In Jan 2019 we started an initiative called FMEA to address this.
FMEA stands for Failure Mode and Effect Analysis
In simple terms, identify a situation in which a product or a particular event will fail and note down the effect if the event occurs.
How we implemented FMEA
For CallHippo product it was clear that the product fails if we are not able to make a call. A small team was set up comprising of Product, Tech, and Support and we gathered all the reasons because of which a person will not make a call through CallHippo.
The team came up with 35+ reasons in a brief moment due to which the calling can stop with some of them which can be solved through minor UI changes and some of them involved the architecture change to a product.
We created a simple Google spreadsheet with all the reasons and started collecting 3 values for each reason, these values were Probability, Severity, and Detection
|Probability||On the scale of 1-5, how frequently is the particular situation happening, with 5 being very frequent and 1 being extremely unlikely|
|Severity||If the incident occurs, what effect can it cause on the scale of 1-5, with 1 being no relevant effect and 5 being catastrophic|
|Detection||On the scale of 1-5 how easy it is to detect the event, with 1 being certain and 5 standing for the event is undetected to the user.|
*To read more about FMEA and these values you can refer to the wikipedia article
Once we gave a numeric value we got a new value called Risk Probability Number or RPN which is calculated as a product of Probability, Severity, and Detection
RPN = Probability x Severity x Detection
The higher the RPN, the higher the priority to address it.

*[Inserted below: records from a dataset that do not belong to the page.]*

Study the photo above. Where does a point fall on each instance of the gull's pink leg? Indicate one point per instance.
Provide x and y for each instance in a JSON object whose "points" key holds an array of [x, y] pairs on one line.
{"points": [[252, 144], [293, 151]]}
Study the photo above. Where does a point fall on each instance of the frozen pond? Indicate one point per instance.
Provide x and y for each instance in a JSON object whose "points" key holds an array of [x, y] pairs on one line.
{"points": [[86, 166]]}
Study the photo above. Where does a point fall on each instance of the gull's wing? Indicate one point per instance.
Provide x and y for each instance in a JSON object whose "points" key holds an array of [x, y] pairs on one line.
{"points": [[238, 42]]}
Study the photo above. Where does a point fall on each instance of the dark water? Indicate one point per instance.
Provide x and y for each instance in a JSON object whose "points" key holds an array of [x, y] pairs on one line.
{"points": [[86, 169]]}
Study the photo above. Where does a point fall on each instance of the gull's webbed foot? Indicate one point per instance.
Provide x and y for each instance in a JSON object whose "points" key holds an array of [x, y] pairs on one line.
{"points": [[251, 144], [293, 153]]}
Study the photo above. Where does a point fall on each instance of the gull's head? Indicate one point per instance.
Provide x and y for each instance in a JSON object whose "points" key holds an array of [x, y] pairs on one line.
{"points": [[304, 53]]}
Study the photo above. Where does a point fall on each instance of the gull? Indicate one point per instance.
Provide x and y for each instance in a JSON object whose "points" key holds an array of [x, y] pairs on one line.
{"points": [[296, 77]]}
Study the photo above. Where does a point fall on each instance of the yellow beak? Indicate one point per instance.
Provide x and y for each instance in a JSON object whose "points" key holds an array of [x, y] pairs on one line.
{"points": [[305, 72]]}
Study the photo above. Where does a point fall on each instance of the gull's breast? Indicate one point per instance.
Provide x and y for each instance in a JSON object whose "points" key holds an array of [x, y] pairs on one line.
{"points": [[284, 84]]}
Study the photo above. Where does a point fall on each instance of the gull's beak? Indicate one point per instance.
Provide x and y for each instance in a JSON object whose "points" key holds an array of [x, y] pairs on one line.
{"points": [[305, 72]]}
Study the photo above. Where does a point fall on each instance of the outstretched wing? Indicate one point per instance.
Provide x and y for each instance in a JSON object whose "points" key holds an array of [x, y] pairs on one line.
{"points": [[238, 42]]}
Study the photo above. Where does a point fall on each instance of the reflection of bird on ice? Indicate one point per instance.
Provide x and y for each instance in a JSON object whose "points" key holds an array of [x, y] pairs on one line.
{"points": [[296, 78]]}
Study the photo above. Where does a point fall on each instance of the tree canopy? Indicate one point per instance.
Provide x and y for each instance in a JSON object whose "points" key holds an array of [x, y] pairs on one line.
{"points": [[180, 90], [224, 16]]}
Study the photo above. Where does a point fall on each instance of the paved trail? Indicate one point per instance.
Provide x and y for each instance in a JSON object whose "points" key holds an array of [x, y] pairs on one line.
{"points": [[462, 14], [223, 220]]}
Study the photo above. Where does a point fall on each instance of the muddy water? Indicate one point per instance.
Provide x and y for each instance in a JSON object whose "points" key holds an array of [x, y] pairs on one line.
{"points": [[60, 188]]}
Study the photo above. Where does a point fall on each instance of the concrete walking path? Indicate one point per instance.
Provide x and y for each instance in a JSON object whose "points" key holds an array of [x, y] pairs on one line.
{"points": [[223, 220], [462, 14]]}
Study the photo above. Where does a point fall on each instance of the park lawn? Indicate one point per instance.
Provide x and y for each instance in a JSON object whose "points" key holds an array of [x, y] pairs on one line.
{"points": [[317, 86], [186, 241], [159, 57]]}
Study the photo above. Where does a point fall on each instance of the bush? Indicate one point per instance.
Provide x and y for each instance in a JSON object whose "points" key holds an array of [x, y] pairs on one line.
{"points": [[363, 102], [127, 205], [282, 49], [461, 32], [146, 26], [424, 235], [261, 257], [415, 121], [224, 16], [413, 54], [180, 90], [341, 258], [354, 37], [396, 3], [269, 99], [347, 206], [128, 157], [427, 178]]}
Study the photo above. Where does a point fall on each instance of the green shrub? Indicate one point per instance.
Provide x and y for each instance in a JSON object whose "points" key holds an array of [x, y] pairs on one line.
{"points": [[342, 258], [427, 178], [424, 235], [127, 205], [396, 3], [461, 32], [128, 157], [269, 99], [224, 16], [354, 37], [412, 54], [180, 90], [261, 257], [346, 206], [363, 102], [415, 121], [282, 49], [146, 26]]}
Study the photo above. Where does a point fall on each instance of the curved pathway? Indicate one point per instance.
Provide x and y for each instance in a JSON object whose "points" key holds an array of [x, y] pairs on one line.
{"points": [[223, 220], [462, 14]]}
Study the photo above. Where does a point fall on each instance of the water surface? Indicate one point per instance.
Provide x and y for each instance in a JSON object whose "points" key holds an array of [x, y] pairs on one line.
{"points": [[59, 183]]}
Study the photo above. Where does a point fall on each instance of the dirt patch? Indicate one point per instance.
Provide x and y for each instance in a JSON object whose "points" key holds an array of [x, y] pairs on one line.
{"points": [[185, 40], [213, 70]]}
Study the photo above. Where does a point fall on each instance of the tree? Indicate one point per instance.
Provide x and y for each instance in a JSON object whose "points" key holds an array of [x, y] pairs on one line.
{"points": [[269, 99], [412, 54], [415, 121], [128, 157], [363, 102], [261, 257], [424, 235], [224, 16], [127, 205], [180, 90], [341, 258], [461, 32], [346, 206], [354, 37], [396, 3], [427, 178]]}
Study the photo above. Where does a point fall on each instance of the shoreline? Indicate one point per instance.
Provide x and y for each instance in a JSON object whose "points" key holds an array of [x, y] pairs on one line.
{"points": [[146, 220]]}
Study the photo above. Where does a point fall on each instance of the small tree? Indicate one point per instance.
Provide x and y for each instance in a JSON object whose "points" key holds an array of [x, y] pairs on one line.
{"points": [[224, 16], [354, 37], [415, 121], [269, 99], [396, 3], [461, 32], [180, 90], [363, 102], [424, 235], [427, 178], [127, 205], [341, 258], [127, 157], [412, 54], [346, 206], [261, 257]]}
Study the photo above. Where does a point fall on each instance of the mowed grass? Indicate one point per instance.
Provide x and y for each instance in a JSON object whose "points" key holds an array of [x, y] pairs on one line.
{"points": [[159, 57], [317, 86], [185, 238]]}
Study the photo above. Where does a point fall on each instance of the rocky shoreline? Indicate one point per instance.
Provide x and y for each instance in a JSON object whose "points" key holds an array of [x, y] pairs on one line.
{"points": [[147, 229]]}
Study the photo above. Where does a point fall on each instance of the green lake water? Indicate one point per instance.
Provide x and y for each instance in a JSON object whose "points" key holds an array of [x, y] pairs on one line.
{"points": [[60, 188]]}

Once we got the RPN values for all the cases we started implementing them and taking them in sprints of development.
In 3 months (at the time of writing this article) from the beginning of the work, we were able to get the risk down considerably which helped us in improving the stability of the platform.
The side effect of this exercise is that whenever the team finds a reason why a customer may not be able to place a call, they add it in FMEA tracking sheet and we meet every month to review and reduce the risk
The team comprised of following members
Vishal from Product
What are the future steps
During the month the team would start entering reasons as and when they arise and then during the meeting we discuss on ways to address the same. The future involves keeping the practice ongoing because new reasons will come as we move to a different tech architecture or keep on improving our product.
What led to the success of this?
In hindsight, it seems very normal and obvious to do this, but the main reason why it succeeded was because of the team and how everyone contributed.